Proposed mechanism of receptor-catalyzed nucleotide release. (Left) The Ras and helical domains (Ras and HD) separate frequently, even in the absence of a receptor, but such separation does not usually lead to GDP release. This rapid (relative to overall GDP release) equilibrium favors the closed state (top). (Middle) Binding of an activated receptor induces a Ras domain conformational change—displacement of α5 away from GDP—that weakens interactions between GDP and the Ras domain, allowing GDP to escape when the Gα domains happen to spontaneously separate (bottom). (Right) Loss of GDP shifts the equilibrium toward Gα conformations with widely separated domains (bottom).

Figure 4

Experimental validation of spontaneous Gα domain separation in GDP-bound heterotrimeric G proteins and its role in nucleotide exchange. (A) DEER distance distributions measured between spin labels attached to the Ras and helical domains of G_i (Glu238 and Arg90) and G_s (Asn261 and Asn112) show multiple distance peaks, consistent with an equilibrium between closed and open conformations of the α subunit in the presence of GDP, despite the absence of an activated receptor.

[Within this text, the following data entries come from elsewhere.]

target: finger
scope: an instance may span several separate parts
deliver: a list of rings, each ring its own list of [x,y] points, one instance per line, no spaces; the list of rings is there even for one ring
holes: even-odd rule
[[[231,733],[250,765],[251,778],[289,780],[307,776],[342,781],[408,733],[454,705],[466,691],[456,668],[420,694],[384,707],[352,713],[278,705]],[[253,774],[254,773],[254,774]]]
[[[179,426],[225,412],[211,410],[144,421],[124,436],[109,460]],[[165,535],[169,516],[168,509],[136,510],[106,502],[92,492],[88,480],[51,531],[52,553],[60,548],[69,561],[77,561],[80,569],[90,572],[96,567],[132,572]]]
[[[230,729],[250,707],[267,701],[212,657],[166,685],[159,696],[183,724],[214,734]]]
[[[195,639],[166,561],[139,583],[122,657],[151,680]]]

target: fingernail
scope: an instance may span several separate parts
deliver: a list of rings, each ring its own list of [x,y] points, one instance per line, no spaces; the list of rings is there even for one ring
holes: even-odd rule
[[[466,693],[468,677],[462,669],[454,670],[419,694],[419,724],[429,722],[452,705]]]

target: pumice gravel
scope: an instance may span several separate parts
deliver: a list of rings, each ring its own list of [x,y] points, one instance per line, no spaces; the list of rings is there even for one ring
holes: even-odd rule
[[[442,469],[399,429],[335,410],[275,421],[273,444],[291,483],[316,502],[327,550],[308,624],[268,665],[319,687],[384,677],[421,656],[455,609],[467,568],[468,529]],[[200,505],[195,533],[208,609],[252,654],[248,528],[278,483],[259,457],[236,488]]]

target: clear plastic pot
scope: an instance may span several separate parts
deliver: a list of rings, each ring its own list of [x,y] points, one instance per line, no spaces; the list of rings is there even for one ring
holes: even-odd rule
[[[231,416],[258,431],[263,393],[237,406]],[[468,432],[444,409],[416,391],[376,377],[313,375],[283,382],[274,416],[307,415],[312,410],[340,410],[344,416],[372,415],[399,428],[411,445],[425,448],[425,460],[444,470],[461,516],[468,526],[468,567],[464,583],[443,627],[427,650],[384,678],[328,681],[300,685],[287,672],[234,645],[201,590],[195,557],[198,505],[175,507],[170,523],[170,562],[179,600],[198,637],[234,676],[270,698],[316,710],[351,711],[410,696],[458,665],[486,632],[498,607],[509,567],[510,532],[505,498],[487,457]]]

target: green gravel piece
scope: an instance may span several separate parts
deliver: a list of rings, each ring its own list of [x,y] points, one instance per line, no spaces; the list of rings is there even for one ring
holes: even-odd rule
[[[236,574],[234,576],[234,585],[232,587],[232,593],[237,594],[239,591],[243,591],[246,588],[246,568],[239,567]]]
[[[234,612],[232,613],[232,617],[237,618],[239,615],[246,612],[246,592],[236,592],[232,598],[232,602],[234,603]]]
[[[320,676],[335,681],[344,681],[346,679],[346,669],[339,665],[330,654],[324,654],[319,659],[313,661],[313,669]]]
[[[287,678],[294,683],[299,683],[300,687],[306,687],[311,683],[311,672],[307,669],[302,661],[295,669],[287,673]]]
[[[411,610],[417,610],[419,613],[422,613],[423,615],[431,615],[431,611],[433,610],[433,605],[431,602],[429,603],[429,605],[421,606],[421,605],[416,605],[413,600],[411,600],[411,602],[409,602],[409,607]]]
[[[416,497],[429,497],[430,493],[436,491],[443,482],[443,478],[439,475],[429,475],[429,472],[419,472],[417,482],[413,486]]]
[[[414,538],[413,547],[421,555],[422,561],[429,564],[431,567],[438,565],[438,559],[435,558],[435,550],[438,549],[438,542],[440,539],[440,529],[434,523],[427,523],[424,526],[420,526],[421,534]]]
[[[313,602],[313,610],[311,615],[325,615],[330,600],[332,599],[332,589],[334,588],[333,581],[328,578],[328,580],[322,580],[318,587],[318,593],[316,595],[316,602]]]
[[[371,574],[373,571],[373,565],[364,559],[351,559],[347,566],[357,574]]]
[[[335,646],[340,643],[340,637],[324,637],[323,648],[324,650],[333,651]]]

These distance distributions extend to much larger values than would be expected if the G proteins maintained their crystallographic nucleotide-bound conformations (Fig. S15). (B) Domain separation impacts the basal GDP release rate. The G_i-HD-tether construct (Fig. S16), designed to restrict domain separation, exchanges nucleotides 20-fold more slowly than G_i wild type, under conditions where GDP release is rate-limiting. GDP release was monitored by BODIPY-GTPγS binding kinetics, shown for G_i wild type (black) and G_i-HD-tether (purple). The inset corresponds to the gray dashed box.